Epsilon Archive for Student Projects

Abstract

This study assessed the environmental performance of organic and conventional carrots produced and supplied in Sweden, as well as mapping out and describing the local carrot production and supply in Sweden to lay the roundwork for a decision support, primarily aimed at Swedish farmers and consumers. A life cycle assessment (LCA) methodology with the system boundary from carrot cultivation to consumer gate and a functional unit (FU) of 1 kg of carrots at the farm was applied, using the LCA software SimaPro 8.5.2. The information necessary for the life cycle inventory (LCI) was partially obtained from a literature review and partially from two questionnaires that were devised. Additionally, a sensitivity analysis focusing on the assumptions pertaining to the transportation has been made. The life cycle impact assessment (LCIA) focused on two impact categories: cumulative energy demand (CED) and global warming potential (GWP).

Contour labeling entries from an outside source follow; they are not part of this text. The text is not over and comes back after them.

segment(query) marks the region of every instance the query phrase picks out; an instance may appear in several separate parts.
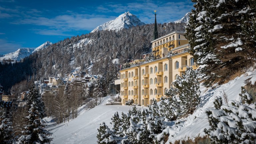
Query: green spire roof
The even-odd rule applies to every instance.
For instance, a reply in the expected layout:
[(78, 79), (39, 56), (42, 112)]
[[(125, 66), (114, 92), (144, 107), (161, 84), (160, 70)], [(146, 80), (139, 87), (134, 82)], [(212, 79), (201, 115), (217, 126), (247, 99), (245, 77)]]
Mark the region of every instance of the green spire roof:
[(154, 29), (154, 36), (153, 40), (158, 38), (158, 33), (157, 32), (157, 24), (156, 23), (156, 11), (155, 11), (155, 28)]

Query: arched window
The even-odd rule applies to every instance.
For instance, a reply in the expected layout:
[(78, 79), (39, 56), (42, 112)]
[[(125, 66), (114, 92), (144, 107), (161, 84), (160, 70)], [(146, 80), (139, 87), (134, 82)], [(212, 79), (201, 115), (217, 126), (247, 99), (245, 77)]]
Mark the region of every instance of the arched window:
[(149, 92), (150, 92), (151, 95), (153, 95), (153, 90), (152, 89), (150, 89), (150, 90), (149, 90)]
[(150, 74), (152, 74), (153, 73), (153, 68), (152, 68), (152, 67), (151, 67), (150, 68)]
[(177, 79), (177, 77), (178, 76), (178, 74), (176, 74), (176, 75), (175, 75), (175, 77), (174, 77), (174, 80), (176, 80), (176, 79)]
[(175, 69), (178, 69), (179, 68), (179, 62), (178, 61), (176, 61), (176, 62), (175, 62), (175, 65), (174, 66), (175, 66)]
[(192, 66), (194, 65), (194, 58), (192, 57), (189, 60), (190, 66)]
[(166, 76), (164, 77), (164, 81), (165, 83), (167, 83), (167, 82), (168, 82), (168, 77)]
[(168, 65), (167, 64), (165, 64), (164, 65), (164, 71), (166, 71), (168, 69)]

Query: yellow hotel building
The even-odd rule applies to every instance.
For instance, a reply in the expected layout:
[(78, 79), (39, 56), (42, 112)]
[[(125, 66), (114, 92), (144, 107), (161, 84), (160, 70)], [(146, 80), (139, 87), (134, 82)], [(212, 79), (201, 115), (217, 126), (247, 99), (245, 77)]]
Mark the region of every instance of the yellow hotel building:
[(188, 52), (190, 45), (185, 32), (174, 31), (158, 38), (156, 22), (156, 18), (154, 39), (151, 43), (152, 53), (158, 59), (120, 70), (120, 79), (115, 82), (120, 84), (123, 105), (131, 99), (142, 106), (151, 104), (153, 98), (159, 101), (187, 66), (194, 69), (198, 68)]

The LCIA results indicated that, in the organic case, CED and GWP values were 4.45 MJ and 0.193 kg CO2 eq per FU respectively. The obtained values for CED and GWP for the conventional carrot case were 4.82 MJ and 0.216 kg CO2 eq per FU respectively. This means that the organic carrot case had less impact (about 92% in terms of CED and 89% in terms of GWP), compared to the conventional carrot case. The transportation accounted for the largest impact, especially in terms of GWP, followed by the post-harvest processes and agricultural production for the organic carrot case. For the conventional case however, the agricultural production had a larger impact than the post-harvest processes. The largest contributing factors to the impact of the agricultural production of organic carrots were identified as the plastic used for mulching and the diesel use, while the largest contributing factors for the agricultural production of conventional carrots were identified as the plastic used to package pesticides and fertilizer, the fertilizer itself, electricity use and diesel use. The largest contributing factor to the CED of the post-harvest processes was identified as the electricity use, whilst the plastic packaging had the highest impact in terms of GWP. Finally, the single largest contributing factor was identified as the transportation from retailer to household, accounting for about 84% of the GWP and 88% of the CED from the transportation stage. This is equivalent to the transportation between retailer and household amounting to about 67% of GWP and 47% of CED for the organic carrot life cycle, as well as about 60% of GWP and 43% of CED for the conventional carrot life cycle.